Rue du Chevaleret
On découvre, dans un terrain vague le corps, horriblement mutilé d'un inconnu
L'infortuné, qui a, croit-on, été assassiné, a été à moitié dévoré par les rats et car les chiens
Le Matin — 14 janvier 1938
Un crime, sur les circonstances duquel plane le plus épais mystère l'identification de la victime semble devoir être des plus malaisées a été découvert, hier soir, dans le quartier de la Gare, où on a trouvé, dans un terrain vague, le cadavre d'un inconnu, en partie dévoré par les chiens ou par les rats.
L'absence de tout élément pouvant permettre l'identification de la victime pose à la sagacité des policiers une énigme des plus ardues à résoudre.
Vers 18 h. 30, hier soir, une habitante du quartier, Mme Hugon, passait au fond d'un vaste terrain vague, bordé, d'une part, par la rue du Chevaleret, d'autre part, par la rue Regnault, lorsque, à la faible lueur d'un des réverbères placés de l'autre côté du mur bordant la première rue, elle aperçut un cadavre. Mme Hugon courut prévenir la police.
M. Dufour, commissaire de police du quartier de la Gare, et les inspecteurs Maizaud et Thiébaut, de la police judiciaire, procédaient, quelques instants plus tard, aux premières constatations.

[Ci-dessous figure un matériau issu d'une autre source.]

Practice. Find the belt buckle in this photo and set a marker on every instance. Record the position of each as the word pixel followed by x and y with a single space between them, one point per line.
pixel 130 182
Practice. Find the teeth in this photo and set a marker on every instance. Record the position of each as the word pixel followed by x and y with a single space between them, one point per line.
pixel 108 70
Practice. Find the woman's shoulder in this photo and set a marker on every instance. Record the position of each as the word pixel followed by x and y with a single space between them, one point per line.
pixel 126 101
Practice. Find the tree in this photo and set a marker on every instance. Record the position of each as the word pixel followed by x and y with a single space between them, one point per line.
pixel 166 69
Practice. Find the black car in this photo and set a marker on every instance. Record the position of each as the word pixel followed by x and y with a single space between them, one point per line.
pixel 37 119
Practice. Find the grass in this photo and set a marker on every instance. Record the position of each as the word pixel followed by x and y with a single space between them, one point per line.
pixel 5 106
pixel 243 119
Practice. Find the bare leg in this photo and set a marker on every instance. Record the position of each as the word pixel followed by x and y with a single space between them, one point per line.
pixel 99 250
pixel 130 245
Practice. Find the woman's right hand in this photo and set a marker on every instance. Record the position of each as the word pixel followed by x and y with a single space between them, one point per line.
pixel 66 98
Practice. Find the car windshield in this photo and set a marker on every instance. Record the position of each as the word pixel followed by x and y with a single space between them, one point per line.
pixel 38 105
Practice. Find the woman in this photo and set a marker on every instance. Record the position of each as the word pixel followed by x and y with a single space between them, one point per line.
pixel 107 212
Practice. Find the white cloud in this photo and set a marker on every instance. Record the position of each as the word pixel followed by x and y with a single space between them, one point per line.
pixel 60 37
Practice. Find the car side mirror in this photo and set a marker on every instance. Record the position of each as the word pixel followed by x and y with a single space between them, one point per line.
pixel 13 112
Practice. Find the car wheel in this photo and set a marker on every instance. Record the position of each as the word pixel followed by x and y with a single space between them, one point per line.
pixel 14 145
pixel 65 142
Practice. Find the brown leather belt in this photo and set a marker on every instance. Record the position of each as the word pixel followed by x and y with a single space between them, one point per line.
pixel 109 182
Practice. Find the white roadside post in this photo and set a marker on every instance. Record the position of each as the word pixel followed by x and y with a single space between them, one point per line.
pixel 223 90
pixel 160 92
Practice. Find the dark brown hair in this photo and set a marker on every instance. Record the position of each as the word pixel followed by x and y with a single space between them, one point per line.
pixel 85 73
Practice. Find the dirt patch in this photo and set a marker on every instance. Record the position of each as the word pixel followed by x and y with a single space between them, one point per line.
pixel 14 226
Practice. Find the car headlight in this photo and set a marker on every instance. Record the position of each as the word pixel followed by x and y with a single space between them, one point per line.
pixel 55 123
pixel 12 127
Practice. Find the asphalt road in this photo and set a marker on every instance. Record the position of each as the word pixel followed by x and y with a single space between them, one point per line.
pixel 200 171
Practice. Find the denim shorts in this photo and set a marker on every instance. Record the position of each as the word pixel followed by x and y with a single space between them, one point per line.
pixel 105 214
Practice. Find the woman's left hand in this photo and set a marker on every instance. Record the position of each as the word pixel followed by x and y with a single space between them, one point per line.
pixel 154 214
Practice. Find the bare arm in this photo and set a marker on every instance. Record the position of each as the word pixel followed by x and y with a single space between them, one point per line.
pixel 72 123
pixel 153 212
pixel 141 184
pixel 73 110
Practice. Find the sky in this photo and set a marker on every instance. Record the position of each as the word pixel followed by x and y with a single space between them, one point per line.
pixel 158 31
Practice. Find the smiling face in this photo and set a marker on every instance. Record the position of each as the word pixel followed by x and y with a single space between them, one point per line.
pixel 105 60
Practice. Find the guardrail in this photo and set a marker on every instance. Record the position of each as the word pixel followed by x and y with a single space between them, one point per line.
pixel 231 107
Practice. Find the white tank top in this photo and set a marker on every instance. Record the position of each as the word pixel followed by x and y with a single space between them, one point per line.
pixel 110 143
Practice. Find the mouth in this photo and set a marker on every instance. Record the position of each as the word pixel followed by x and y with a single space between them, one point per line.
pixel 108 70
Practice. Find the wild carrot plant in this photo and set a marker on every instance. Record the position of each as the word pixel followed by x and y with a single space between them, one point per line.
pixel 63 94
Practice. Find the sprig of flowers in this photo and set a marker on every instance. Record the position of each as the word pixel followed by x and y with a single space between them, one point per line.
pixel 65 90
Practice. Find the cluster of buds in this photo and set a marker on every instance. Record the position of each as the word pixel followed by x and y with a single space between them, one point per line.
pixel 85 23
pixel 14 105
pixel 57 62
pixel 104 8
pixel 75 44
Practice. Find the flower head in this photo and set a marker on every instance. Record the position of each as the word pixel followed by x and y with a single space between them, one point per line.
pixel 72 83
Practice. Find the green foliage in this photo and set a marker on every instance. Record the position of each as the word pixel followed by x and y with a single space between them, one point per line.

Le cadavre, entièrement nu, était celui d'un homme d'une cinquantaine d'années. Le bras gauche manquait et la main droite était rongée, ainsi que la partie gauche du thorax et la tête, dont il ne restait guère que les os. Des chiens ou des rats avaient, semble-t-il, dévoré les parties mutilées du corps.
À trois mètres de là, à côté du mur du terrain, les enquêteurs découvrirent posé sur un journal daté du 13 novembre, un rasoir ensanglanté. Sous le corps se trouvaient, abimés par la pluie une gabardine grise, un veston et un pantalon noirs ; à côté un chapeau melon et une chaussure basse, de couleur jaune.
Dans les poches des vêtements on découvrit un portefeuille vide marqué aux initiales P. S. et un portemonnaie contenant quatre francs.
Le docteur Paul, médecin légiste, examina sommairement le cadavre dont l'autopsie complète sera effectuée ce matin. Des traces très nettes de coups de rasoir au bas-ventre permettent, d'ores et déjà de déclarer qu'il s'agit d'un crime.
Quelle est la personnalité de la victime ? Les mutilations subies par le cadavre et le mauvais état des vêtements du malheureux rendent difficile la tâche des enquêteurs. Quant aux circonstances du drame, l'absence du moindre témoignage la mort de l'inconnu, remontant, semble-t-il, à une quinzaine jours ne permet pas, pour l'instant, la moindre hypothèse.
Les magistrats de la permanence du parquet et M. Badin, commissaire divisionnaire, se sont rendus sut place dans la soirée. Ils ont décidé de procéder dès ce matin, à de minutieuses recherches dans le terrain vague.